Freedom was certainly one of the collective themes this three weekend at Black Choreographers Festival Here and Now as first Joanna Haigood’s work which centered on four men housed in a small cell, while Gregory Dawson’s work, birds eye view, was about movement and flight as was Kendra Kimbrough Barnes's whose work looked at migration from the south north to freedom and opportunity –something a change of venue often didn’t provide.
It was nice Kendra Kimbrough Barnes and Laura Elaine Ellis had such support. They certainly deserved every accolade. The evening before Kendra previewed what will be an evening length work debuting this fall. Entitled Clearance: Linking our Passage the work migrated across continents and across America--black people once free looking for home. Images were juxtaposed with the human landscape as terrorism and violence kept families uprooted and constantly moving on--the music both live and recorded were definite characters in a work that is so signature Barnes--the lines connected to lineage--each dancer never to far from kinship, the bodies buoyed by presence. We are relationship people, which means we like company (smile).
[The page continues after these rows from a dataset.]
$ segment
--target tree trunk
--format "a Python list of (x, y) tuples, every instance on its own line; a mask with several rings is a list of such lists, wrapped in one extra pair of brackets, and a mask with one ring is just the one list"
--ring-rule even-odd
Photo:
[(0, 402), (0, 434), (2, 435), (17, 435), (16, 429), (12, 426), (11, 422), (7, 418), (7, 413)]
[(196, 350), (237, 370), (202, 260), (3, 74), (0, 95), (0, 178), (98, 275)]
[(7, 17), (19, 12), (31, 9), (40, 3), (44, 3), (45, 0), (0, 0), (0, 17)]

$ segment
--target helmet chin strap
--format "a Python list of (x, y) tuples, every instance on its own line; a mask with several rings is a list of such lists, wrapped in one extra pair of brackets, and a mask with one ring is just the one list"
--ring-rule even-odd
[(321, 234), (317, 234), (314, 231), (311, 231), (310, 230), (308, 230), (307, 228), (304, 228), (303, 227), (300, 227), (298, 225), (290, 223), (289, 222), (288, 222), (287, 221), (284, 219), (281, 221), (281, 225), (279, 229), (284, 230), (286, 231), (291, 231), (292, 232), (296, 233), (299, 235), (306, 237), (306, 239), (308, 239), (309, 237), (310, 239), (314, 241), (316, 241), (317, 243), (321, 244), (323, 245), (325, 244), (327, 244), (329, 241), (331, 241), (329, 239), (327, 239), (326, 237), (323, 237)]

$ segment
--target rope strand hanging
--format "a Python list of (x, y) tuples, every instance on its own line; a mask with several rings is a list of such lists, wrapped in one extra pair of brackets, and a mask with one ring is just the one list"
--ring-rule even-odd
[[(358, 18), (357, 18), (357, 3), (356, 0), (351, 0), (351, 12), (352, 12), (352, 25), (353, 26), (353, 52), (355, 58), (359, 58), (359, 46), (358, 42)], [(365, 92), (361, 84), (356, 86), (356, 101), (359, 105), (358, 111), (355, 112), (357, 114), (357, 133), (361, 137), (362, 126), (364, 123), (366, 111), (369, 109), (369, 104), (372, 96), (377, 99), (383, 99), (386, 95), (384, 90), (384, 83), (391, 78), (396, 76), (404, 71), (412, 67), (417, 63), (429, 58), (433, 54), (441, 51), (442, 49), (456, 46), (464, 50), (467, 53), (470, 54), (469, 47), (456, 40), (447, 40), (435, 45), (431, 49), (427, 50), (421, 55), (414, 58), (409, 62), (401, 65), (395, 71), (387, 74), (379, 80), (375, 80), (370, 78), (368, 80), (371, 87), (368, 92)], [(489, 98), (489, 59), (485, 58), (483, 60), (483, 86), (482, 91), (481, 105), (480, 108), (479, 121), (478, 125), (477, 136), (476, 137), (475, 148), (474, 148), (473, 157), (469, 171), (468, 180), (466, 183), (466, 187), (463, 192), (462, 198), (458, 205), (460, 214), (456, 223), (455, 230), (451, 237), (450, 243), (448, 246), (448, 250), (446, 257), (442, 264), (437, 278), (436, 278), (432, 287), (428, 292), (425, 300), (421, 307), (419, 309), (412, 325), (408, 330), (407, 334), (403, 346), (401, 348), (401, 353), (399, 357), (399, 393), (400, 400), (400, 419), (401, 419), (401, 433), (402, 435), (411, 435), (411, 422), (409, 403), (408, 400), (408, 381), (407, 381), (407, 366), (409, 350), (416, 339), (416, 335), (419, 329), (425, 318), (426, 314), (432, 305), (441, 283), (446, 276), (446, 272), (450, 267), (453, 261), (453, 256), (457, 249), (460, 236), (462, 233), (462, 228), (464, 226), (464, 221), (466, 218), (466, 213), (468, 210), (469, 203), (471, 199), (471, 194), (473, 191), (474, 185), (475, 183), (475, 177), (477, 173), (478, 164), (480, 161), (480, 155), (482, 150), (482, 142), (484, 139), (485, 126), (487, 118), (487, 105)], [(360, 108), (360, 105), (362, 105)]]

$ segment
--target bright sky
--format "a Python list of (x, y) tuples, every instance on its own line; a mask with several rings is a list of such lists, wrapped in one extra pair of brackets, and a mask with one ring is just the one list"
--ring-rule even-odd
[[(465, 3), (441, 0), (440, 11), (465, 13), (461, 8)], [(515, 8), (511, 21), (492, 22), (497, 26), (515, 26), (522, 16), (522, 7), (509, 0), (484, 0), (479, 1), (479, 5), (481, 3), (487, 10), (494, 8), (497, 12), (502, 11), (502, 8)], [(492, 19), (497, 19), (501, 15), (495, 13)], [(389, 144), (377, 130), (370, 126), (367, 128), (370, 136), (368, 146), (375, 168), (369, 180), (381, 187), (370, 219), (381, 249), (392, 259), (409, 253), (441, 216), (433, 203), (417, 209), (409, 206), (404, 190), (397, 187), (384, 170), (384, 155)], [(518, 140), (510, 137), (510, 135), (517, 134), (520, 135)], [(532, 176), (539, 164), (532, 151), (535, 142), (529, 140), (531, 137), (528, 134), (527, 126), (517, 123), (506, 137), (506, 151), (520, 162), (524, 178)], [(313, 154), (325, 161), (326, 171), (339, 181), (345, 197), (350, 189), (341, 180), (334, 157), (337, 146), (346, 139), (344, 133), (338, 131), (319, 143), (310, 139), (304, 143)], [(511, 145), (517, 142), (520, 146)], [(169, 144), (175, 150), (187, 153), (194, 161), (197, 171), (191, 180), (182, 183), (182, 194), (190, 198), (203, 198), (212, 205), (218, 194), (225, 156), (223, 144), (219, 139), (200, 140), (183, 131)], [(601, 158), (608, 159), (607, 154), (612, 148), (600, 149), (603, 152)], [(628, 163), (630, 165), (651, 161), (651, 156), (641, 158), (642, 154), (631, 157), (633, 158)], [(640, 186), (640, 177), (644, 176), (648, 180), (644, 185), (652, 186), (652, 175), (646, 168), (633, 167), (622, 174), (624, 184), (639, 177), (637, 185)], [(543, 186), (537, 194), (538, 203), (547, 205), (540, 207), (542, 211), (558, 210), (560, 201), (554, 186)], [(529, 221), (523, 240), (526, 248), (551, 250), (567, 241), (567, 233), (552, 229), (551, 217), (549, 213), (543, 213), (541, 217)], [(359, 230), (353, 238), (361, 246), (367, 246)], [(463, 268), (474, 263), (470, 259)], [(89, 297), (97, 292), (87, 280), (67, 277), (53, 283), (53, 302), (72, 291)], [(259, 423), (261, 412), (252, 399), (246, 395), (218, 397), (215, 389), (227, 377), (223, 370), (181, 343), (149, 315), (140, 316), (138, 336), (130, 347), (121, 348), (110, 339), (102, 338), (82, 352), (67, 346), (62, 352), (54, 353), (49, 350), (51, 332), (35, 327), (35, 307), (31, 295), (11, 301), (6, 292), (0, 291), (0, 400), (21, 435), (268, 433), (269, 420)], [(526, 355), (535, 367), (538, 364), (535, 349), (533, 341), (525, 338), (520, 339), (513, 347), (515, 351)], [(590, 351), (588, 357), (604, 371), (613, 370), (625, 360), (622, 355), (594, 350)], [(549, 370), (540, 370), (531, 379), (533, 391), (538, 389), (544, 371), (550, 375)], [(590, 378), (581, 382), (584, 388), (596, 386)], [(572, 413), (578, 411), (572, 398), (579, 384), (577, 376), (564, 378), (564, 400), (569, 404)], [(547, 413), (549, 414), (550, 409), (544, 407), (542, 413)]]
I don't think Africans are natural capitalist--there is something about the isolation and competition and domination. Capitalism rests on the notion that only one can win. In Clearance: Linking our Passage, the choreographer does not philosophically throw out patterns that served the community well, rather she incorporates those moves into the present-- as Tossie Long sings: "Ain't Gonna Let Nobody Turn Me Around."

I am looking forward to the completed work.

Marc Bamuthi Joseph’s new work, Bess, Bill and Bobby is similar to his first choreopoem When Words Become Flesh—the story of his son’s conception and birth; the choreographer’s sojourn into fatherhood and this work, is that conversation at Macai’s tenth year.  A narrative poem with Joseph doing his lyrical thing as he has the audience singing together or perhaps we are moaning? In either case, it sounds good (smile). (He and Kendra performed on different days. I saw both because I was there both days).

For Black People

I remember when I first met Bamuthi, he was on screen in the film, Slamnation in Marin. I invited him to recite one of his poems at the Maafa Commemoration—he came and was too moved by the ritual to interrupt his participation with performance. I am still hoping one day to collaborate with The Living Word Festival and Youth Speaks and Maafa San Francisco Bay Area—maybe for our twentieth anniversary in 2015?

Haiti as a symbol of liberation closed the evening with . . . Zanset Ibo/Nasyon DECHENNENI!, Portsha Jefferson, choreographer. (Bamuthi is Haitian American).

In this cowboys and indigenous people story, the indigenous people win. Servitude is short lived as the people pick up swords and fight the foreigners off.  It’s spiritual weapons against man’s weapons and in this and all cases, those armed with spirit win.

The heroine comes fierce and holds her own in the face of the white man’s guns. I think her fearlessness in itself makes the enemy tremble. 

Excellently rendered, the work opens on a peaceful village scene. Women pound grains into flour, while kids play and run between their elders who are preparing meals, gathering in the marketplace, doing laundry.  This scene shifts to one of chaos as the enemy rushes in and snatches a child and a woman. What we see next are shackled people, no longer free. 

However within the despair is hope captured in a solo performed by one of the company members.

The work is divided into sections, really marvelous solos and duets with two and three company members, often four. The live musical ensemble is superb and integrated into the larger work occasionally coming into the scene, as a soloist does between captivity and freedom.
The evening, Friday-Saturday nights at Laney College moved from captivity—the New Jim Crow back through the historic enslavement of African people here in the Western Hemisphere— to a minimum security if not complete freedom which kind of ebbs and flows.